Schwinn Collegiate To Be Re-Made In U.S. By Henry Ford II For Bicycle Brand’s 125th Anniversary
					

The original Collegiate was sold via Schwinn’s authorized dealers, a network of independent bike shops formed in 1952 that dominated the sale of bicycles in America for the following 30 years, including into the “bike boom” of the early 1970s.




					www.forbes.com


----------



## Sven

Schwinn Teams Up with Detroit Bikes to Revive the 1965 Collegiate
					

This American classic arrives just in time for Schwinn’s 125-year anniversary.




					www.bicycling.com


----------



## rennfaron

I like how they say, "After its introduction in 1954 the roadster bicycle was a two-decade top-seller in Schwinn’s catalog."  The 1954 version was a one year only bike that then didn't start up again until 1964 and then from 1964 it ran continuously into the 80s. The 50s version was apart of the rest of the 50s lineup and just the lowest model lightweight offered at the time. I guess 1954 make it sound better, and older, but I would consider the start of the collegiates in 1964.


----------



## kostnerave

The only thing comparable between a vintage Collegiate and the new offering is the name. They go through an abridged history of the bike and it's importance in history, then they go into how much "improved" the new version is. I wonder how many of these new, improved 2020 models will be around in 55 years!


----------



## GTs58

Wonder how it rides with that bent fork. Think I'd just buy another 66 Varsity and save quite a few hundred for more beer and cigarettes.


----------



## rollfaster

Ride vintage!


----------



## rennfaron

I don't get why on the top bar do they slant it down like that? It changes the whole look of the bike up. To me it looks like a hybrid mens bike and ladies bike... I am sure there is a reason.

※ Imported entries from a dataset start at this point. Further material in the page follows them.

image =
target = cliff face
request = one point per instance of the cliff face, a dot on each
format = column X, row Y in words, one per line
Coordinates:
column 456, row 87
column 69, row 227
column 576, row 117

And for Schwinn, you can still make retro inspired cruisers cool looking and well designed. If I wanted the retro look, but wanted a newer bike, I would have to go with any of the options below over the terribly designed new collegiate.





						Herrenrad Paul — RETROVELO - Retro Fahrräder
					

Paul ist unser klassisches Retro Herrenrad. Es ist als 26" fettbereiftes oder als 28" schmalbereiftes Fahrrad verfügbar.




					retrovelo.de
				














						Roadster Sport 3i
					

The ultimate gentleman's ride. Classic steel fenders, 3-speeds, and a distinguished character make it perfect for heading to the office or touring the avenue. Key Bike Features: Painted steel fenders with retro brackets,Front and rear reflectors,Genuine leather grips with handmade...




					www.linusbike.com
				















						Pashley Guvnor — The Traditional Cycle Shop
					

The Guvnor is a revival of one of Pashley’s oldest designs, the 1930s Path Racer, but updated to cope with the demands of modern life. Legendary Reynolds 531 steel is used by our craftsmen to produce a frame with a classic slack geometry, which provides you a dynamic yet natural riding position aide




					www.traditionalcycleshop.co.uk
				
















						Classic Bike | Papillionaire Bicycles
					

Buy Classic Bike at Papillionaire




					www.papillionaire.com


----------



## SirMike1983

They're actually late to the party. Raleigh recently had reissued "Superbe" and "Clubman" models. Some of the other companies have offered retro utility bikes as well. The sloping top bar is part of the "comfort" bike class aspect and lowers the leg swing height of the bike a bit. The diamond frame is more attractive anyway. The thing is that Schwinn, Raleigh, etc. all got bought out ages ago and are just names now. You actually get a better value by going vintage still, at least for the common 3, 5, and 10 speed bikes. For new production, I'd look at Pashley or Waterford, but we're talking big bucks there. Vintage is still the stronger offering, dollar-for-dollar in this category.


----------



## hzqw2l

Kinda hard for me to knock it since it seems it will be produced in limited quantities in Detroit.  



			Redirect Notice


----------



## GTs58

If I was going to spend a grand on a hand built Chicago bike it sure wouldn't look like that. I wish them luck though.


----------



## hzqw2l

GTs58 said:


> If I was going to spend a grand on a hand built Chicago bike it sure wouldn't look like that. I wish them luck though.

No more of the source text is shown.